A coronavirus tracking app (the Covid-19 Symptom Tracker) has become one of the UK’s most popular downloaded apps since its launch last Tuesday. The free app asks individuals to provide certain information about themselves such as their age, gender, postcode as well as more sensitive health information such as whether they have heart disease, asthma or diabetes. Individuals are expected to monitor their health on a daily basis to detect whether they have any of the known symptoms of the virus, such as a cough or fever.

The aim of the app is to determine where the high-risk areas in the UK are; who is most of risk of the virus and how fast the virus is spreading in your local area.

Should we be downloading apps like this and what are the privacy risks? 

Remarkably, this app was put together in just five days by researchers at Guy’s and St Thomas’ hospitals and King’s College London university. The creators of the app are encouraging more members of the public to sign up to the app as they argue the more real-time data they have, the more this will aid this crucial research. So, if we can contribute to potentially life-saving research, what’s the problem?

The platform collects sensitive health data about its users and shares this with hospitals, the NHS, universities, health charities and other research institutions. The inherent sensitivity of health data means that organisations collecting it and sharing it need to adhere a stricter set of rules under the GDPR. Unfortunately, in recent times, health apps have been notorious for sharing users’ health data with third parties for commercial purposes without a user’s consent or knowledge.
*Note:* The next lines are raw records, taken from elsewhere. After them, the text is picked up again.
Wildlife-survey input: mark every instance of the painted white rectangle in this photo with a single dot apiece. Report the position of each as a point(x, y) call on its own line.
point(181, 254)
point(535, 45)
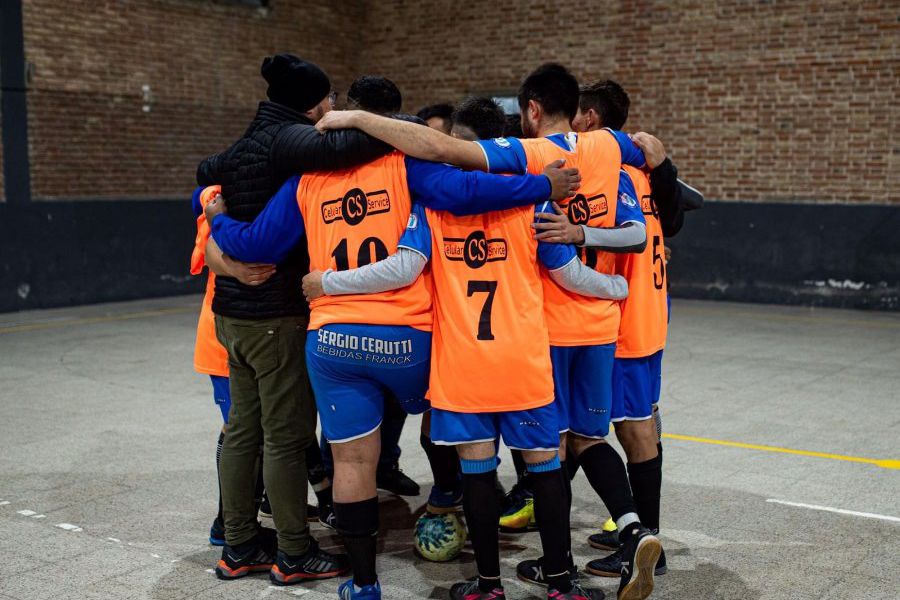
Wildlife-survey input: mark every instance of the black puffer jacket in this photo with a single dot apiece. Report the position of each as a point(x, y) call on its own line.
point(279, 143)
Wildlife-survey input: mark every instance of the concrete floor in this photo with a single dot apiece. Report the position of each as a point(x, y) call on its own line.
point(107, 479)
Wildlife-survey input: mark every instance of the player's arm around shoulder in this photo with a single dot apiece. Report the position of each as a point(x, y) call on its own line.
point(565, 268)
point(397, 271)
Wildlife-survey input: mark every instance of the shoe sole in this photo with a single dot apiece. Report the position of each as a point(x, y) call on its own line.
point(600, 573)
point(223, 572)
point(443, 510)
point(279, 578)
point(645, 558)
point(532, 581)
point(600, 546)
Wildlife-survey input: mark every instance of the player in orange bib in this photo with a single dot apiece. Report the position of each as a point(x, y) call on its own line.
point(583, 331)
point(491, 374)
point(644, 323)
point(360, 346)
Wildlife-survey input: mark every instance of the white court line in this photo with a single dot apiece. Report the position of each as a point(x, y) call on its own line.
point(840, 511)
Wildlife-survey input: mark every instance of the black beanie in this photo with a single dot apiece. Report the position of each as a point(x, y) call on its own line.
point(293, 82)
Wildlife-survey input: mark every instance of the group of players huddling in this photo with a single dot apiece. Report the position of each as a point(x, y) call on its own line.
point(506, 287)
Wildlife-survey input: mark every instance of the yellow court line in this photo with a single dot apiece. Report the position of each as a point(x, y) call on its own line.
point(883, 463)
point(91, 320)
point(887, 323)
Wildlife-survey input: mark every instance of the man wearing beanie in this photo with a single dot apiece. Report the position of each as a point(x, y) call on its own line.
point(263, 327)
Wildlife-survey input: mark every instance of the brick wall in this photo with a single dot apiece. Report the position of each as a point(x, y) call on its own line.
point(793, 101)
point(89, 134)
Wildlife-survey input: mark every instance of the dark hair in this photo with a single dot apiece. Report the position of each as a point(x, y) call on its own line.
point(554, 88)
point(610, 101)
point(514, 126)
point(375, 94)
point(443, 110)
point(481, 115)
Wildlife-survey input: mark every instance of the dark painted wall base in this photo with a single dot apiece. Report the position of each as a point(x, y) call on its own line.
point(66, 253)
point(811, 254)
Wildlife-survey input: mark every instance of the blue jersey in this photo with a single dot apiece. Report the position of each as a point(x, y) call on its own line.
point(279, 227)
point(417, 237)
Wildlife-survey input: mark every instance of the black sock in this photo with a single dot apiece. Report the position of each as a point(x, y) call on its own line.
point(219, 516)
point(552, 516)
point(646, 483)
point(571, 466)
point(315, 473)
point(606, 472)
point(357, 523)
point(482, 509)
point(567, 481)
point(519, 463)
point(444, 463)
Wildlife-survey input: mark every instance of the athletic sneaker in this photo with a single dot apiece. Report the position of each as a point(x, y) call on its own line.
point(217, 533)
point(576, 593)
point(608, 539)
point(469, 590)
point(312, 513)
point(611, 566)
point(532, 571)
point(349, 591)
point(315, 564)
point(395, 481)
point(639, 557)
point(257, 556)
point(441, 502)
point(518, 512)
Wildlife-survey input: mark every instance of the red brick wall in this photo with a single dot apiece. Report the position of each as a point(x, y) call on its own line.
point(89, 135)
point(792, 101)
point(756, 100)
The app’s privacy policy reassures users that personal data will be anonymised where it’s shared outside the NHS or King’s College London, by using an anonymous code to replace any personal data. However, the policy warns that when sharing personal data with researchers in the US, it may not be protected to the same standard as the GDPR. Where data is properly anonymised, it does not fall under the scope of the data protection law as no individual can be identified, however it is difficult to ensure that the users’ personal data has truly been anonymised.

Unfortunately, on the back of this pandemic, cybercrime has increased and there may be other apps out there claiming to track symptoms and conduct research into coronavirus. As with all other apps, we recommend that you’re comfortable with which organisation is behind the app, what exactly they want to do with your personal data and who they plan to share your data with.

Of course, where health data is used compliantly, apps like this can be hugely beneficial in assisting with vital research during this difficult time. However, it’s important that both app developers and users are aware that essential privacy safeguards must not be compromised – there is no blanket carve out from privacy compliance during this pandemic. It is simply a case of balancing the needs of the government and health authorities to conduct effective research with users’ fundamental privacy rights.  With the NHS’s technology department, NHSX, planning to launch a coronavirus app using smartphone location tracking data, it’s likely that data protection will come under the spotlight once again.